# Material Turning Comparison



## cascao (Feb 2, 2016)

After few tests ended with this results:






SS 304 have gone very well.
A36 better than 1020
4140 "same" finish as 1045 and 8640


----------



## T Bredehoft (Feb 2, 2016)

Excellent research, good comparisons, from that we know what we can expect on our machines.


----------



## cascao (Feb 2, 2016)

There another research on tools finish too.
http://www.hobby-machinist.com/thre...ar-tool-win-do-you-know-it.42510/#post-365322


----------



## woodtickgreg (Feb 2, 2016)

Useful, now I don't feel so bad about the finishes I get with my plain old hss cutters and hot rolled steels that I salvage, lol. My finishes actually look a little better and I really am not super skilled at turning, just trial and error. If I don't like the finish I am getting I change something, speed, cutter grind, feed, etc. until I get the desired result.


----------



## ch2co (Feb 2, 2016)

What lubricant were you using, if any?

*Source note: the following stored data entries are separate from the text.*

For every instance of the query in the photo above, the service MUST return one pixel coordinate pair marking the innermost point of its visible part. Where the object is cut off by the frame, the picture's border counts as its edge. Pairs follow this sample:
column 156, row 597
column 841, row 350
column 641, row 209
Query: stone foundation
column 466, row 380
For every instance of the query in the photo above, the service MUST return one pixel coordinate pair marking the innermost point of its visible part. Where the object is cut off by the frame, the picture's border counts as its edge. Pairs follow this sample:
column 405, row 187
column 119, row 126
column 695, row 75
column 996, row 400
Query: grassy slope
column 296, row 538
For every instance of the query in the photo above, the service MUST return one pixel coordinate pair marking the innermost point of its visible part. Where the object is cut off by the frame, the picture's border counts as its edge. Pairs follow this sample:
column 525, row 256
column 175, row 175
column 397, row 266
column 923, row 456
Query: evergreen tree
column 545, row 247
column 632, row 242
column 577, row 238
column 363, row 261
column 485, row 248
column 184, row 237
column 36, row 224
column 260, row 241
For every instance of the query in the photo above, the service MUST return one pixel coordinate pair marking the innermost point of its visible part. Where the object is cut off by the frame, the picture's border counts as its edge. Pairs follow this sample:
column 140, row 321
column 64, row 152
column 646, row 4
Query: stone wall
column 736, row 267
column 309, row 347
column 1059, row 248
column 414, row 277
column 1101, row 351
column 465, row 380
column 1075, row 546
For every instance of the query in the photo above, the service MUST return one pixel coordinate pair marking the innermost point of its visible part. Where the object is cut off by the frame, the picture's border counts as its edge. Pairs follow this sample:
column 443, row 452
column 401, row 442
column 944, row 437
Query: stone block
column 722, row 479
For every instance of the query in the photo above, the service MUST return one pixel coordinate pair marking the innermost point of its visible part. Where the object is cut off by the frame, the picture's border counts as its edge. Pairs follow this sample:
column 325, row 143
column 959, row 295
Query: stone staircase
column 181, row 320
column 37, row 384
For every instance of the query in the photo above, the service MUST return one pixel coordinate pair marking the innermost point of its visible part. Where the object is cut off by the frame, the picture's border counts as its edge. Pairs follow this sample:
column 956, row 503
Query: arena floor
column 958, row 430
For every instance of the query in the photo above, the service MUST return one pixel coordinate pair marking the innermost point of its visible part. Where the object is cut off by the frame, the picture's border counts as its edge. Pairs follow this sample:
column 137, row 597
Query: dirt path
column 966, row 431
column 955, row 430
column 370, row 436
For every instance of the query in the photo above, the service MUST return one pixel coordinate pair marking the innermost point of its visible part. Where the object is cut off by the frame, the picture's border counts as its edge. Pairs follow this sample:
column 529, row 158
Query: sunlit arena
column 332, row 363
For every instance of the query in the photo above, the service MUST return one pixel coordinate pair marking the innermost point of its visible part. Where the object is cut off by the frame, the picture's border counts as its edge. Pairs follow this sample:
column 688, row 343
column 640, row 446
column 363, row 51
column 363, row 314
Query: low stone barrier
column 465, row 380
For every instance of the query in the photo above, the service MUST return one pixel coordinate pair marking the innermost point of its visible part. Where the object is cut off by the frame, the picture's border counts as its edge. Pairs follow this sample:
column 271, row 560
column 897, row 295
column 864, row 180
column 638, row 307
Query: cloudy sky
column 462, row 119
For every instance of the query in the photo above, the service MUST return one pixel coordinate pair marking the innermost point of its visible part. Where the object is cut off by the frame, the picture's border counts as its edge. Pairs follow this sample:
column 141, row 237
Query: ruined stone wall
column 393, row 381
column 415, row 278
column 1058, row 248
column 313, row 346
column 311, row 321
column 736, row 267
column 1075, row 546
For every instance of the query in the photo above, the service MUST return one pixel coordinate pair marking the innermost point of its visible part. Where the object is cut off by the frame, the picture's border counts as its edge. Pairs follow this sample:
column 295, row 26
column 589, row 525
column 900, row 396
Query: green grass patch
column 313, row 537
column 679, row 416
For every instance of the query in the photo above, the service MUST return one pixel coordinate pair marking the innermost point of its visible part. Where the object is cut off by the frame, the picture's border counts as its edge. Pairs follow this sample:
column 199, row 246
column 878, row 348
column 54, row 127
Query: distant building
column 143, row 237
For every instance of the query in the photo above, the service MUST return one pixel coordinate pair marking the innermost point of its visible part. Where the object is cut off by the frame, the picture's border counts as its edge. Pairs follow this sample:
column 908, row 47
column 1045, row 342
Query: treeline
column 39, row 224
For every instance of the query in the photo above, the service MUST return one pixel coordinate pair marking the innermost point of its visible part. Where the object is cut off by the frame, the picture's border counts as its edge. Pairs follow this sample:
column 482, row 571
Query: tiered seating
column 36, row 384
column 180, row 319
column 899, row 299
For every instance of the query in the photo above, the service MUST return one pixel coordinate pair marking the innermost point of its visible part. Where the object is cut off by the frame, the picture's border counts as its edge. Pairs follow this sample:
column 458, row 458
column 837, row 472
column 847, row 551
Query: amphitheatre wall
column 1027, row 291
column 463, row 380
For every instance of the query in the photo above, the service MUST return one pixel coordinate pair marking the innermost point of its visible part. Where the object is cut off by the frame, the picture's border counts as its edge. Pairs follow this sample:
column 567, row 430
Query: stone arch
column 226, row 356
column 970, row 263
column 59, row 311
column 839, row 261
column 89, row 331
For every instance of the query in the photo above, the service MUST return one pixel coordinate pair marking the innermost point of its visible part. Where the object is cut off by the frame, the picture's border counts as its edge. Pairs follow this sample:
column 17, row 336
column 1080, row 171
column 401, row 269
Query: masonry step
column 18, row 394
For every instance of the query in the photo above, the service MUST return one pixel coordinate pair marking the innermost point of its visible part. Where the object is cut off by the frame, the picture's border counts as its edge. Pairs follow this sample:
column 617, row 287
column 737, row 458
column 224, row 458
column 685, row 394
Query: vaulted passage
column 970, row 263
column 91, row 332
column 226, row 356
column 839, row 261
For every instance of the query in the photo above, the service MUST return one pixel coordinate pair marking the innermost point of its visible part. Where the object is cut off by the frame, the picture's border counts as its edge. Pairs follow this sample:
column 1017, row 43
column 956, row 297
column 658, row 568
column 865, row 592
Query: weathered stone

I do notice some smoke coming off of some of the cuts.  
I'm a real newbie when it comes to anything steel, I just finished a somewhat similar test for a piece of steel that I didn't know the composition of, and I found that lubricants can play a BIG part in the final finish.

CHuck the grumpy old guy


----------



## cascao (Feb 2, 2016)

I've used Tapmatic 1.
Considered god finish on 1020, A36 and inox 304.
Others steels where bad. 

The macro photos does'nt help but I experted better finish at least from 1045. 

My tools had very small radius....


----------